Unable to elicit any further information from him, and being thus thrown entirely upon my own resources, I determined that I would read through again the whole of Temple's diaries. The task was a very distasteful one, as I have already explained, but I hoped that a second reading might perhaps throw some light on the dark misgiving that was troubling Sir John. I read the manuscript again with the closest attention. Nothing, however, of any importance seemed to have escaped me on the former occasions, and I had reached nearly the end of the second volume when a comparatively slight matter arrested my attention. I have said that the pages were all carefully numbered, and the events of each day recorded separately; even where Temple had found nothing of moment to notice on a given day, he had still inserted the date with the word nil written against it. But as I sat one evening in the library at Worth after Sir John had gone to bed, and was finally glancing through the days of the months in Temple's diary to make sure that all were complete, I found one day was missing. It was towards the end of the second volume, and the day was the 23d of October in the year 1752. A glance at the numbering of the pages revealed the fact that three leaves had been entirely removed, and that the pages numbered 349 to 354 were not to be found.
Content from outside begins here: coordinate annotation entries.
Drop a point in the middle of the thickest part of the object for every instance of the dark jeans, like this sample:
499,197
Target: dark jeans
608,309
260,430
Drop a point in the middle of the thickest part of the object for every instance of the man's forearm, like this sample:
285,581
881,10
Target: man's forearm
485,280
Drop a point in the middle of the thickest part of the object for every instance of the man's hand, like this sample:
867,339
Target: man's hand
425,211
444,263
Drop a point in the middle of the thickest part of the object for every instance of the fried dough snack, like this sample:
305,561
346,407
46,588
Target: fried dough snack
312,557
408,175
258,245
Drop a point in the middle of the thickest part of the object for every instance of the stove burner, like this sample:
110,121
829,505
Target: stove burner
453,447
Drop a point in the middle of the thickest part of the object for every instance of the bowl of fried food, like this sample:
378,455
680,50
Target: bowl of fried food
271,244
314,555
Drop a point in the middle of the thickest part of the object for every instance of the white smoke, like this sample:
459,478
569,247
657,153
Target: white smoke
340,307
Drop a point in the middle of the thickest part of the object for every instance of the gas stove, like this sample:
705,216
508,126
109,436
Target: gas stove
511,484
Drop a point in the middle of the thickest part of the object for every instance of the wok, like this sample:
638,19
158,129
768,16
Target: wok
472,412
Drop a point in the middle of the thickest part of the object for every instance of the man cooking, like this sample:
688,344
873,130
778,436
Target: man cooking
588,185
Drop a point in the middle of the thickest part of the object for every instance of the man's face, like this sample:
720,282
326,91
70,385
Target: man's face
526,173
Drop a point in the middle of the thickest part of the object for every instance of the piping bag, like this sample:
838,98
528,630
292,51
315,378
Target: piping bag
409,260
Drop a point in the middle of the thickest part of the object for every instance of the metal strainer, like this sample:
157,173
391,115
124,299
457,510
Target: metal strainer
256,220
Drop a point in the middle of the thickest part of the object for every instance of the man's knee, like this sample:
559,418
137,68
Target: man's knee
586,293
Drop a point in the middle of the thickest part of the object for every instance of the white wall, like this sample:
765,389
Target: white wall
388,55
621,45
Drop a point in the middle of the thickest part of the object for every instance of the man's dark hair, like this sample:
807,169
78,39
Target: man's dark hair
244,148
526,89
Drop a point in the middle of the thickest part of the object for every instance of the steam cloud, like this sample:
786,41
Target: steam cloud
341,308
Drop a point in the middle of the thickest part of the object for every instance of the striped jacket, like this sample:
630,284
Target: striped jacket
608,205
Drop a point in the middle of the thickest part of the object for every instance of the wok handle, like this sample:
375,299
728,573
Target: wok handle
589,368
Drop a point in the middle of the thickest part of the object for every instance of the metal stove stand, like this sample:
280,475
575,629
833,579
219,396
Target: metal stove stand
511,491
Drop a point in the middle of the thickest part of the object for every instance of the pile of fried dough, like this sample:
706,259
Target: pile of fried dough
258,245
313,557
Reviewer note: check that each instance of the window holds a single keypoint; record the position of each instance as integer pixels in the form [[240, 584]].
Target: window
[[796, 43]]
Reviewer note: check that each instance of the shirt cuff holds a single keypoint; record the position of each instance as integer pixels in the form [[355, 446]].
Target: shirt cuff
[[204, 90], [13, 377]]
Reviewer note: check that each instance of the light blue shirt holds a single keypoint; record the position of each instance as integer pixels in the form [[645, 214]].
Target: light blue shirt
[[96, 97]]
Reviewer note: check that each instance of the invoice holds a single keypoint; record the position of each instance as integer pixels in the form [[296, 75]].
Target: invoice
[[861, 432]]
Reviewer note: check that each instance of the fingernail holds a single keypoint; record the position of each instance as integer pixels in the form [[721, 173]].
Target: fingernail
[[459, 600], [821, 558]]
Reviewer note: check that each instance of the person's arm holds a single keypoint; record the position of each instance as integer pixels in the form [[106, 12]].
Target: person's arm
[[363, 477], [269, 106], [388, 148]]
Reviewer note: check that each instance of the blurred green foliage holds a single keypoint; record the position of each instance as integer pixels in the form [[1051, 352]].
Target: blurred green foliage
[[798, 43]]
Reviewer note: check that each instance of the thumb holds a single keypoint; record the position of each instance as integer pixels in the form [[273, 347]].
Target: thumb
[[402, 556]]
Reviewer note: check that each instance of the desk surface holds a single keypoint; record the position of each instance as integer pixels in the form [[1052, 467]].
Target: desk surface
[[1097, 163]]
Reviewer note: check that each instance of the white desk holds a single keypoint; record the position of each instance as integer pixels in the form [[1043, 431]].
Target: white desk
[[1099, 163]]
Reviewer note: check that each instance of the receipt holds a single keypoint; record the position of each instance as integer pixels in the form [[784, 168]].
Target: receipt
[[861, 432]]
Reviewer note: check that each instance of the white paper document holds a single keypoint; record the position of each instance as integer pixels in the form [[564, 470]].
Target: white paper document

Again I ran through the diaries to see whether there were any leaves removed in other places, but found no other single page missing. All was complete except at this one place, the manuscript beautifully written, with scarcely an error or erasure throughout. A closer examination showed that these leaves had been cut out close to the back, and the cut edges of the paper appeared too fresh to admit of this being done a century ago. A very short reflection convinced me, in fact, that the excision was not likely to have been Temple's, and that it must have been made by Sir John.